Resolution principe We will asume CNF. We will write {x,¬y,¬z,v,¬w} instead of x∧¬y∧¬z∧v∧¬w. The empty clause will be notated as []. The resolution principe consist in the elimination of two complementary literals from the clauses: (x ∨ y) ∧ (¬x ∨ z) ⇒ y ∨ z. We will call D to be a resolvent of the clause C1 and C2 by the literal iff there exist a literal p such that: p∈C1, ¬p∈C2 and D= (C1 ÷{p}) ∪(C1 ÷{¬p}).

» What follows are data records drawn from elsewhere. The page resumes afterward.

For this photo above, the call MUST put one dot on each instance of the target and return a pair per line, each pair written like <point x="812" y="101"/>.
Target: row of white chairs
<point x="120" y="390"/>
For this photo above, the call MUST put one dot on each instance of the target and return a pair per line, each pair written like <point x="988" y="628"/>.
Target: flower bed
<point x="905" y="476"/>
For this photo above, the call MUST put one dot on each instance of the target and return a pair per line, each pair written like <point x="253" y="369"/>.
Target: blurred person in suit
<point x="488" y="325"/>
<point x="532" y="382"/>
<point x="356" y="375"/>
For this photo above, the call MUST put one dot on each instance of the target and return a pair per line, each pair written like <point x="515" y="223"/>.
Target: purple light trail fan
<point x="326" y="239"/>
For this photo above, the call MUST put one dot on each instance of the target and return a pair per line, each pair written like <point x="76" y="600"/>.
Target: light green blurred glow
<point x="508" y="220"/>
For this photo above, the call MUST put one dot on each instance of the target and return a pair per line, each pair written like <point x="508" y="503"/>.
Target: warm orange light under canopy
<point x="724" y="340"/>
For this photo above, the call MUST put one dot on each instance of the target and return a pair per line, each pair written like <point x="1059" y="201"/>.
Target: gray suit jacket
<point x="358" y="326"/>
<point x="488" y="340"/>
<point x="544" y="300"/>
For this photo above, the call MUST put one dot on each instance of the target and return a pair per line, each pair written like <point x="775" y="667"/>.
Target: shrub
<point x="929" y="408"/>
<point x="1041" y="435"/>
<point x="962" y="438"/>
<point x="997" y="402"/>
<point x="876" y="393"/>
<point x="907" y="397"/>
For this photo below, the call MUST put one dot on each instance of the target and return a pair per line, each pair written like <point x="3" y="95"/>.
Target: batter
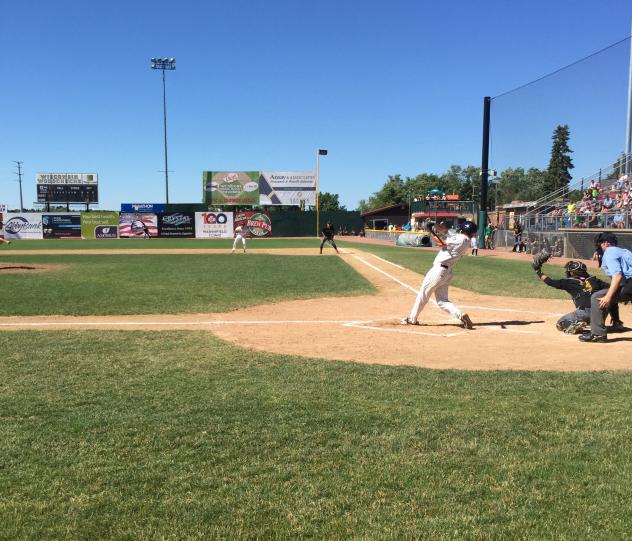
<point x="239" y="235"/>
<point x="439" y="276"/>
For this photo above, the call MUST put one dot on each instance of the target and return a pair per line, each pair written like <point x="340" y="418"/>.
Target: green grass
<point x="154" y="244"/>
<point x="484" y="275"/>
<point x="177" y="435"/>
<point x="157" y="284"/>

Resolution principe In resolution principe we repeatedly form resolventas: R0(S) = S, Rj+1(S) = R(Rj(S)) for j= 1, 2, ... . Let R*(S) be union of all Rj(S) for j= 1, 2, ... S = R0(S) ⊆R1(S) ⊆... ⊆Rk(S)⊆... . As the set of all variables is finite we can make only finite amount of disjunction and there exist a number n such that Rn+1(S)=Rn(S) = R*(S). The empty clause is contained in the set R*(S) in the case that S or some of the Rk(S) contains both {x} and {¬x} for some variable x. Resolution principe: The set of clases S is satisfiable iff the result of resolventa aplications does not contain empty clause []. To decide wheather formula ϕ is a semantic consequence of the set of formulas S is equivalent to the decision wheather set of formulas S∪{¬ϕ} je unsatisfiable, it means wheather it is possible to derive the empty clause from the set of formulas S∪{¬ϕ} .

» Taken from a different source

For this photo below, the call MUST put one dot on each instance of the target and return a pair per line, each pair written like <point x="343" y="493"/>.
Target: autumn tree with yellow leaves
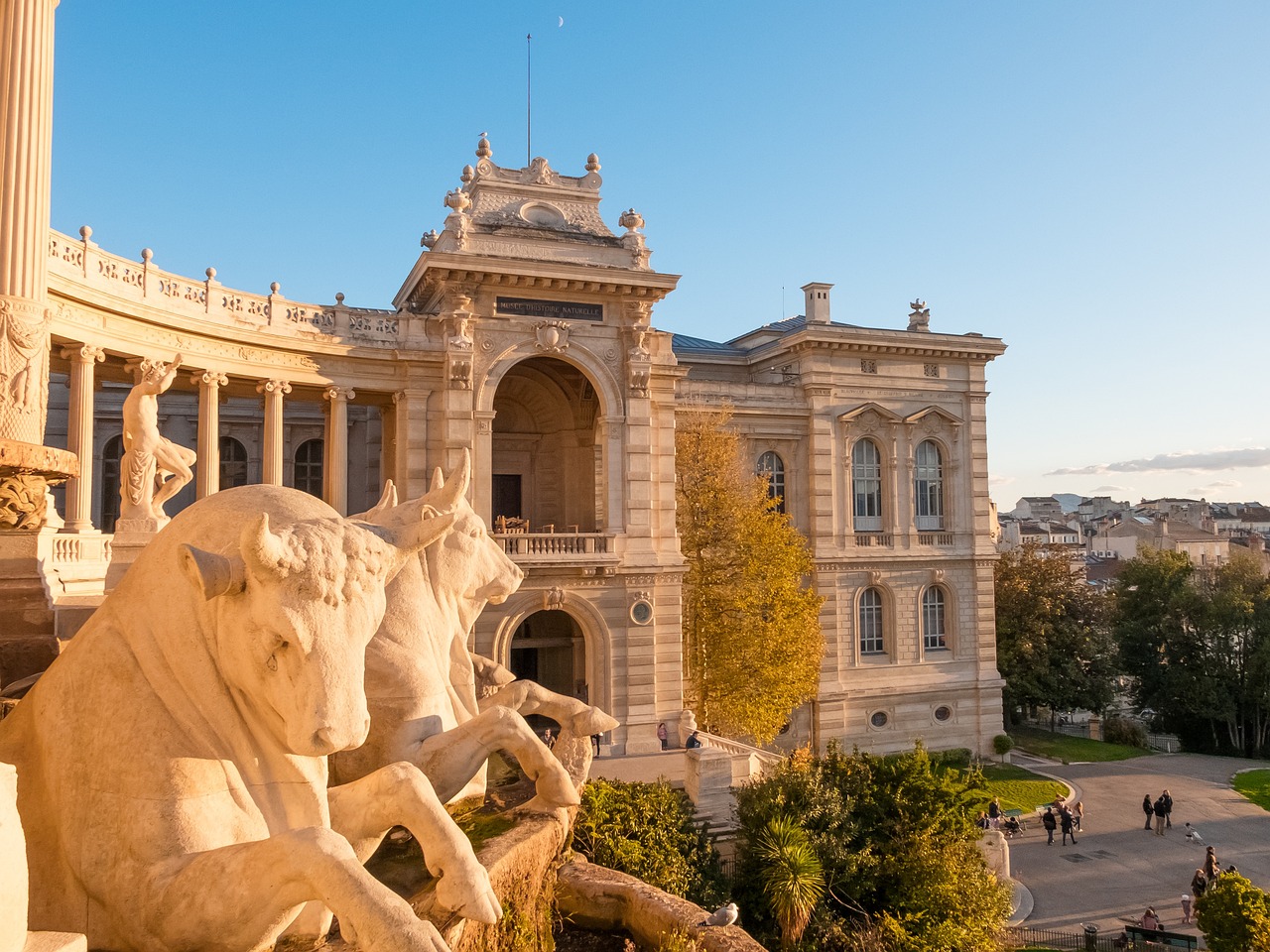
<point x="752" y="639"/>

Procedure of the resolution principe For any formula in S find tautologicaly equivalent CNF formula. We replace all formulas in the assumption. We obtain a set of disjunctions which must be TRUE together. If there are any tautologies we skip them. If the set is now empty it contained only tautologies and it was satisfable. In the other case we apply resolution principe (we look for complementary literals). We add (in arbitary order) new resolventas. If we during the procedure find the empty clause, the original set S was unsitisfiable. If the procedure stops and R*(S) does not contain the empty clause the original set S was satisfiable.

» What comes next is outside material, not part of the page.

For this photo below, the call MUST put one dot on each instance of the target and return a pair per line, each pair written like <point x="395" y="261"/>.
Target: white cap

Example The set S = {x ∨ y ∨ z, z ∨ t ∨ v, z ⇒ (x ∨ y), y ⇒ x, w ⇒ t, v ∨ w} Is x semantic consequence of S? We will convert this problem into problem of satisfiability of the set S ∪ {¬x} Procedure: Convert S into CNF: {x∨y∨z, z∨t∨v, ¬z∨x∨y, ¬y∨x, ¬w∨t, v∨w}

Example We derived the empty formula, so the set is unsatifiable and so x is the semantic consequence of S.